Todos los vecinos fueron saliendo escopetados del templo, evitando al sacristán de manera evidente a pesar de la sonrisa de oreja a oreja que este les dedicaba, hasta que en último lugar, con breves e inseguros pasos, apareció la beatífica dama motivo de su espera.
―Doña Micaela ―le dijo―, estoy muy orgulloso de que mi canto cause en usted tan profunda impresión, hasta el punto que le obliga a levantar a cada instante las manos y los ojos al cielo, como si lo agradeciera al Señor. ¿No es así?

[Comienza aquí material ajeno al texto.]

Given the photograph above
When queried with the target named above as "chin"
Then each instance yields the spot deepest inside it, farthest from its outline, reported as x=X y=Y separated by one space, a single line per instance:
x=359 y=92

Sí, así es ―respondió ella.
¡Ah! ¿De veras? ―habló muy complacido―. ¿Es entonces la dulzura y la flexibilidad de mi canto lo que le conmueve?
Sí, señor.
¡Ah! Gracias, gracias…
Yo le diré a usted ―sentenció finalmente doña Micaela: no hay nada que agradecer, porque cuando alzo las manos y los ojos al cielo es porque me acuerdo de mi pobre rucio, aquel asno sin ventura que se murió el año pasado; y cuando canta usted me parece que lo estoy oyendo rebuznar en la cuadra, con aquella voz poderosa que volvió sordos a la mitad de los vecinos…
Y la anciana siguió caminando, lentamente, mientras se quitaba su velo negro y primorosamente bordado de la cabeza y lo pasaba a la otra mano junto al misal.
Dicen las crónicas de aquella época que el sacristán no volvió a cantar y originó con ello este chascarrillo.